Many would answer that James is not saying works are a necessary requirement for salvation, but a necessary result of salvation. Others object that this still makes salvation contingent upon works. How can this passage be reconciled to salvation by grace through faith alone as Paul teaches in Romans 3-5 and Ephesians 2? Some observations follow:
- There is every indication that the readers were Christians. They were born from above
(1:18), possessed faith in Christ (2:1), and called brethren (1:2, 19; 2:1, 14; 3:1; 4:11; 5:7,10, 12, 19).
- The hypothetical “someone” in 2:14 is identified as “one of you” in 2:16. James assumes
there may be individuals among his Christian readers who can have faith without works.
- The context is bracketed by the theme of judgment (2:13; 3:1). The only judgment of
Christians is the judgment seat of Christ, which is based on the believer’s works or lack of works (1 Cor. 3:13; 2 Cor. 5:10). This fits James’s concern exactly.
- The word “saved” is often used of Christians who are delivered from some undesirable
fate (1 Cor. 5:5). James uses this word of a Christian’s possible fate in 1:21, 5:15, and 5:20. It is used
in 2:14-26 to refer to a Christian delivered from an undesirable fate at the judgment seat of Christ
such as having his works burned (1 Cor. 3:12-15) and losing his reward (2 John 7-8). Thus the profit
James speaks of is not salvation, but advantages accrued in this life and the next.

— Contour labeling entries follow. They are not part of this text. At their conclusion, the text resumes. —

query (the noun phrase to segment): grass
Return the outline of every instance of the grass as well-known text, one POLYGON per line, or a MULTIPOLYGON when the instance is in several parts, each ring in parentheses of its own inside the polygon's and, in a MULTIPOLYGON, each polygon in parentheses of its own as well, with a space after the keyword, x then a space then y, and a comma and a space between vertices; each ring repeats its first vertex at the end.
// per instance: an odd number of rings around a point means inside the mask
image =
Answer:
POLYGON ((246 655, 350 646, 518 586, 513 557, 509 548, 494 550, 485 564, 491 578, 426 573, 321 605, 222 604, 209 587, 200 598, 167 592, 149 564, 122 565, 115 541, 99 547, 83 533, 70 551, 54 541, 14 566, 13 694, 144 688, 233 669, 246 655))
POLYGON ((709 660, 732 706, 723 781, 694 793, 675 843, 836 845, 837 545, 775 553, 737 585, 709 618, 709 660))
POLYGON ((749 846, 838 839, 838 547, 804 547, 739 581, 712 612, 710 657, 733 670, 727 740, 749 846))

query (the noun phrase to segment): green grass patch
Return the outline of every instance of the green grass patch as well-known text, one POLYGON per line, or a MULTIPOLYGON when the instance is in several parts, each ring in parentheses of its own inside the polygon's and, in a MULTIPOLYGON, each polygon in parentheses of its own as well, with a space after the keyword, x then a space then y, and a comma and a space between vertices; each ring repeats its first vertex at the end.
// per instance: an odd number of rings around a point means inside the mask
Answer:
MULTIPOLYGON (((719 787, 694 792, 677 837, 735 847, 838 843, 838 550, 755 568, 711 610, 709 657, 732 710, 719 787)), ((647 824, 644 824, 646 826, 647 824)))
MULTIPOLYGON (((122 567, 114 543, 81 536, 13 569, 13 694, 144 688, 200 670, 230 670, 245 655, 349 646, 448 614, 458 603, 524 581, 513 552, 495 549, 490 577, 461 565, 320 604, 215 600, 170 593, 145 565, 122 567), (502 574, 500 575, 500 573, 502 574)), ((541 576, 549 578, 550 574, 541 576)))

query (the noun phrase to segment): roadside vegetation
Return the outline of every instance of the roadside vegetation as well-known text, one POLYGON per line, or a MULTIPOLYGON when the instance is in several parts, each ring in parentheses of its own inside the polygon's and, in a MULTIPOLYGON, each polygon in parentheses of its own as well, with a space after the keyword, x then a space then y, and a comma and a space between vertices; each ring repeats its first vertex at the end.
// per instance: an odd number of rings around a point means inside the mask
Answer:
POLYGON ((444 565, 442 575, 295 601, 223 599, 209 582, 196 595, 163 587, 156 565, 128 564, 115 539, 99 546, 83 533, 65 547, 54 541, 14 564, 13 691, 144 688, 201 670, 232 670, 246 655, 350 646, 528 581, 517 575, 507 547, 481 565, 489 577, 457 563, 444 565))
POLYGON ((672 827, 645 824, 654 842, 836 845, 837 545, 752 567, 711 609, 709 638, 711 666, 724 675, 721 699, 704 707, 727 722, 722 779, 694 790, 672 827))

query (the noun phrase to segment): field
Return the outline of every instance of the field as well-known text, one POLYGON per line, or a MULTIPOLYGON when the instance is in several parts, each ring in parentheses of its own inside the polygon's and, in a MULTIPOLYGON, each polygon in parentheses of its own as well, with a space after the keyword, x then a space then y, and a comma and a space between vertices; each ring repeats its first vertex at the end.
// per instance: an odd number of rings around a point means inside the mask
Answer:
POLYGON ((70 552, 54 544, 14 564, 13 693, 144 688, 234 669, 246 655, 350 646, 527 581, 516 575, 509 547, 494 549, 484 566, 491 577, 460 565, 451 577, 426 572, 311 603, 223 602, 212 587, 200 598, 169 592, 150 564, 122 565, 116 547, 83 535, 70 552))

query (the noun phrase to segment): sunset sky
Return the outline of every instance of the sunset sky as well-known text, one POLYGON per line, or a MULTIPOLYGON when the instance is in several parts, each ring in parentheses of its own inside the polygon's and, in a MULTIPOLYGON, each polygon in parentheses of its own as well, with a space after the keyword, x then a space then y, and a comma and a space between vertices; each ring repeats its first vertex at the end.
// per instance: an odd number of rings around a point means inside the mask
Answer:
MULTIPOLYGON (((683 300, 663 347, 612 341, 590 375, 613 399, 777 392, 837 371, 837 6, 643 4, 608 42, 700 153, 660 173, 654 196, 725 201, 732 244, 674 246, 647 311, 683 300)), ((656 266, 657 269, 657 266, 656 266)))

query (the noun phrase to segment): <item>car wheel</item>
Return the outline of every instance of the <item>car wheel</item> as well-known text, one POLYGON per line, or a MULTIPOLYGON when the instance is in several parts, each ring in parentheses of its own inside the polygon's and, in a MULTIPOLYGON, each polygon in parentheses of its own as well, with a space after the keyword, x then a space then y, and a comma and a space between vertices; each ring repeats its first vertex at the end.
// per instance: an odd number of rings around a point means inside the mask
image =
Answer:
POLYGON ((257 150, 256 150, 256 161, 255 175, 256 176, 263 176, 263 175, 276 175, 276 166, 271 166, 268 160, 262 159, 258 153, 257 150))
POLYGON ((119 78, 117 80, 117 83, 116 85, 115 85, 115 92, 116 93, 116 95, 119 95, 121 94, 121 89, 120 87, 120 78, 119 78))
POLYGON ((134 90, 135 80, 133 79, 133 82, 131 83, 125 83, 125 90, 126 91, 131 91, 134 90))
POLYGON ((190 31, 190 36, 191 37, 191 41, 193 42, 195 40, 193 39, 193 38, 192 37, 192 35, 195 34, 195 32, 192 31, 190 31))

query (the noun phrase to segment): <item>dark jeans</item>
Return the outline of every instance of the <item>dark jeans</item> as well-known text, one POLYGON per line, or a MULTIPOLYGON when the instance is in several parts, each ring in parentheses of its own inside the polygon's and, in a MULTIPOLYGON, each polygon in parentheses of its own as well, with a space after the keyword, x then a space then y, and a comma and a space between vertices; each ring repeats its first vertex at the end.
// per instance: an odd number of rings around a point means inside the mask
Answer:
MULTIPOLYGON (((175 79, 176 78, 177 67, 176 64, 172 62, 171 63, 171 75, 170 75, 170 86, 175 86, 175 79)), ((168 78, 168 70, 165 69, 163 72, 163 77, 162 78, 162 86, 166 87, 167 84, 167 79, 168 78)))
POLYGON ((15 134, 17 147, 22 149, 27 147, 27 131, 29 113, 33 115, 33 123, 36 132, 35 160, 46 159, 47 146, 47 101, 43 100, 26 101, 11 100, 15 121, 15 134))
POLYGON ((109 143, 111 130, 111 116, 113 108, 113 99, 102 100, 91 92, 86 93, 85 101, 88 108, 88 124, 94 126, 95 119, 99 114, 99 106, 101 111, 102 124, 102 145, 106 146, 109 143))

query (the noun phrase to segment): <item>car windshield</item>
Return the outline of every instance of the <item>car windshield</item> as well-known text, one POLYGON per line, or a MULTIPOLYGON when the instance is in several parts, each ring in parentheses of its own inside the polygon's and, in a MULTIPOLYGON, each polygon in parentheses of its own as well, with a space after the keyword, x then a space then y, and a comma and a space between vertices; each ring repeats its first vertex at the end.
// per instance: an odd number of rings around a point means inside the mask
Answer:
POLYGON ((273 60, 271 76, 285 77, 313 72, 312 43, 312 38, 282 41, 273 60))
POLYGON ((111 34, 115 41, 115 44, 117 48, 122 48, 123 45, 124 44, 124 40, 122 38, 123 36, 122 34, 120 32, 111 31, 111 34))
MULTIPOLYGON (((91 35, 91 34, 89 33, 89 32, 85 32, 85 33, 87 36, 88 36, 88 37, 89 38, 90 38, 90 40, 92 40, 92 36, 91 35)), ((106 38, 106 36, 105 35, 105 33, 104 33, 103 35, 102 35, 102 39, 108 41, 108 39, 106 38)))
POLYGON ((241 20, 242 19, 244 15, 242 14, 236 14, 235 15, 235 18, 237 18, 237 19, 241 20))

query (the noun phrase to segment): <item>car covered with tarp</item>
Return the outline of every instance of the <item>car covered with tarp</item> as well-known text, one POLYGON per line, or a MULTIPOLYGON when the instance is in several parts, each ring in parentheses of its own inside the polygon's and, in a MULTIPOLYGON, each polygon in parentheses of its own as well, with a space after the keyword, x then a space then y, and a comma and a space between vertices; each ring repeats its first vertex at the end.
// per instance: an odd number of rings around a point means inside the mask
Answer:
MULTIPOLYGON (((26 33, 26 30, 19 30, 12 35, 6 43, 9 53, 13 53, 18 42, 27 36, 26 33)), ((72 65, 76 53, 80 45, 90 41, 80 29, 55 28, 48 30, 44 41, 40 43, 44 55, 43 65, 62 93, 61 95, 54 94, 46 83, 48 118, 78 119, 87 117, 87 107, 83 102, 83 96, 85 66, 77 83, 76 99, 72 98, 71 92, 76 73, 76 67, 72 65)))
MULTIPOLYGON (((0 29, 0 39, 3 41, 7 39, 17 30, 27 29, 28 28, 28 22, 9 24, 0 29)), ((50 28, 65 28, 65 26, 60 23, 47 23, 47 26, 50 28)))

- James is not concerned with the reality of his readers’ faith, but the quality (1:3, 6; 2:1;
5:15) and usefulness (1:12, 26; 2:14, 16, 20 [NASB]) of their faith. James is not saying faith will
manifest itself in works, but that without works faith is useless or unprofitable in this life and the
next. James’ main concern is that his readers become “doers of the word” (1:22) which is the same as being a “doer of the work” who will “be blessed in what he does” (1:25). For example, faith that perseveres in trials earns a reward from God (1:3-12); and faith that is merciful to others receives God’s mercy at the judgment seat of Christ (2:8-13). But faith that does not work is “useless” towards these blessings and “useless” in helping others (1:26; 2:20 in some versions). The word “dead” should therefore be understood as useless or unprofitable rather than non-existent.
- In 2:19 the faith of demons also shows the uselessness of faith without works. Their faith
could not save them anyway, because it is only a faith in monotheism, not Jesus Christ. The point of
their mention is that because they only tremble, they do not do any good works to alleviate a fearful
judgment. Their faith is useless to them.
- Many recognize that when James speaks of being “justified by works” (2:21, 24, 25) he is
not speaking of the imputed justification which saves us eternally as Paul uses the term (Rom. 3:24;
4:5). This would be a contradiction in the Bible. James is speaking of a vindication before others.
Paul even recognizes this use of the word “justify” in Romans 4:2. There are two kinds of justification
in the Bible. One concerns practical righteousness that vindicates us before people. The other concerns
judicial righteousness that vindicates us before God. James obviously uses the practical sense because
Abraham was judicially justified in Genesis 15:6 (2:23) before he offered Isaac in Genesis 22 (2:21).
His vindication by others is seen when they call him “the friend of God” (2:23). Thus Abraham’s
faith was “made perfect” or mature by this demonstration of his faith (2:22).
- In 2:26 James is not saying that faith invigorates works, but that works invigorates faith. It
is works which makes faith useful, just as the spirit makes the body useful. The issue in not whether
faith exists in a person, but how faith becomes profitable or useful to a Christian.
This passage in James is written to Christians to encourage them to do good works which
will make their faith mature and profitable to them and to others. There is no contradiction between James and Paul. When Paul speaks of justification through faith alone, he is speaking of judicial righteousness before God. When James speaks of justification by a faith that works, he is speaking of a practical righteousness displayed before other people. In Romans 3-5, Paul is discussing how to obtain a new life in Christ. In James, James is discussing how to make that new life profitable.
If this passage is taken to mean that one must demonstrate a “real” salvation through works,
then works unavoidably becomes necessary for salvation—a contradiction of Ephesians 2:8-9. Also, there are no criteria mentioned for exactly what kind or how much work verifies salvation. This opens the door to subjectivism and undermines the objective basis of assurance—the promise of God’s Word that all who believe in Christ’s work will be saved.